The genesis of the idea was as sweet and breezy as the day we drove up from Boston to Saint-Jean-sur-Richelieu by way of Burlington, Vermont. My husband, Mitch, had always dreamed of floating in the clouds on a hot air balloon and serendipitously stumbled across  the International Balloon Festival of Saint-Jean-sur-Richelieu  near Montreal. An extended weekend in Canada seemed a great idea for an end of the summer family trip.

We were invited to ride in the VIP specialty balloons and excitedly anticipated floating in the clouds and seeing the world from an aerial perspective. As we drove into Saint-Jean-sur-Richelieu, we saw the colorful balloons dot the skies, a rainbow of colors and sea of shapes  delighting spectators lining highways and fields.

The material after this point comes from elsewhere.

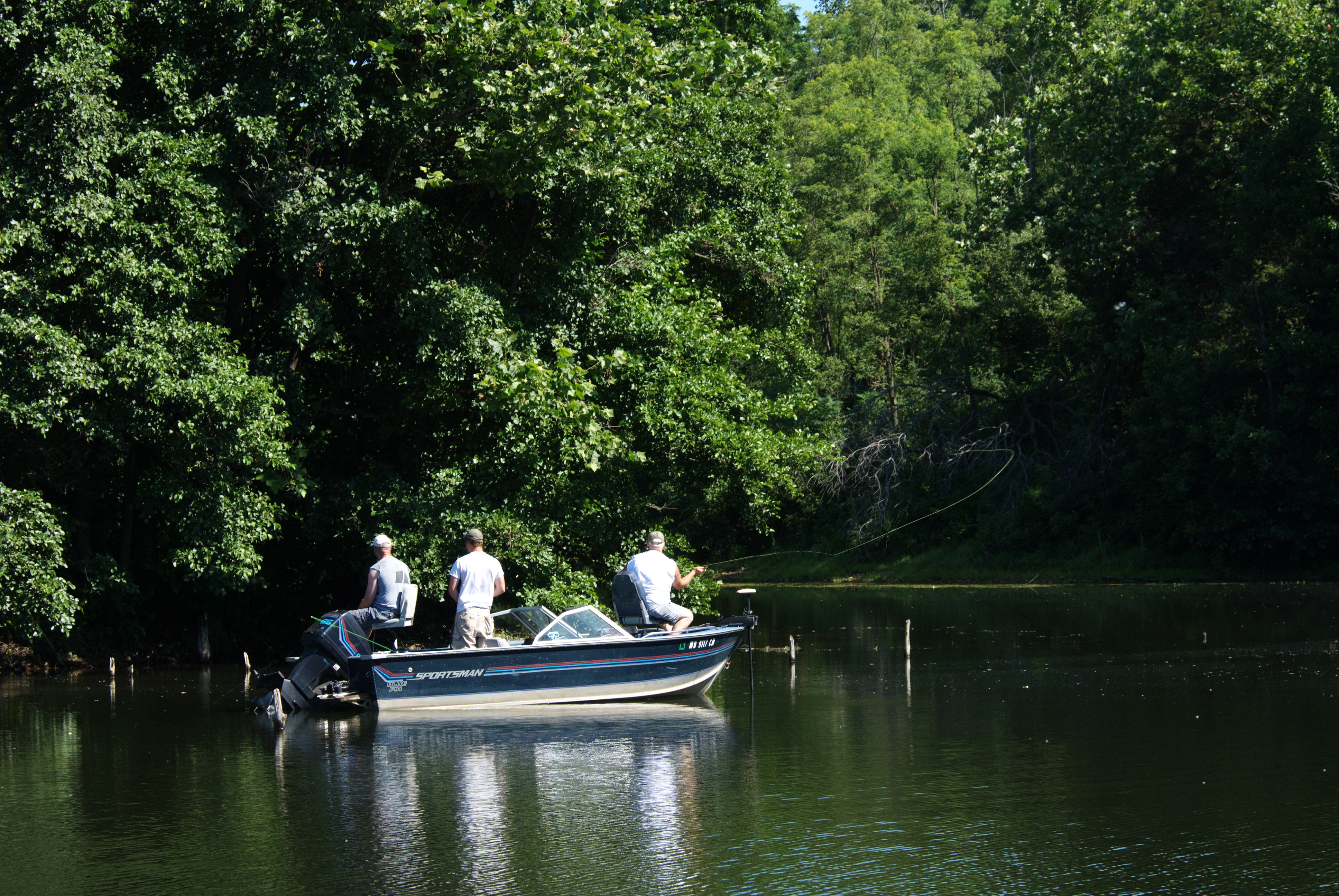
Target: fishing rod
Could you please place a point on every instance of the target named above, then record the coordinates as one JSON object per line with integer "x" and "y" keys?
{"x": 824, "y": 554}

As we stood in the VIP section watching 150 balloons travel to the heavens, we were introduced to our pilots who explained that the specialty balloon protocol. After all the balloons were launched, they would evaluate whether our balloons could travel to the sky as the weather conditions were not ideal for the specialty balloons and time was running out. A spontaneous surge of stress spilled onto the field as we awaited the pilots decision.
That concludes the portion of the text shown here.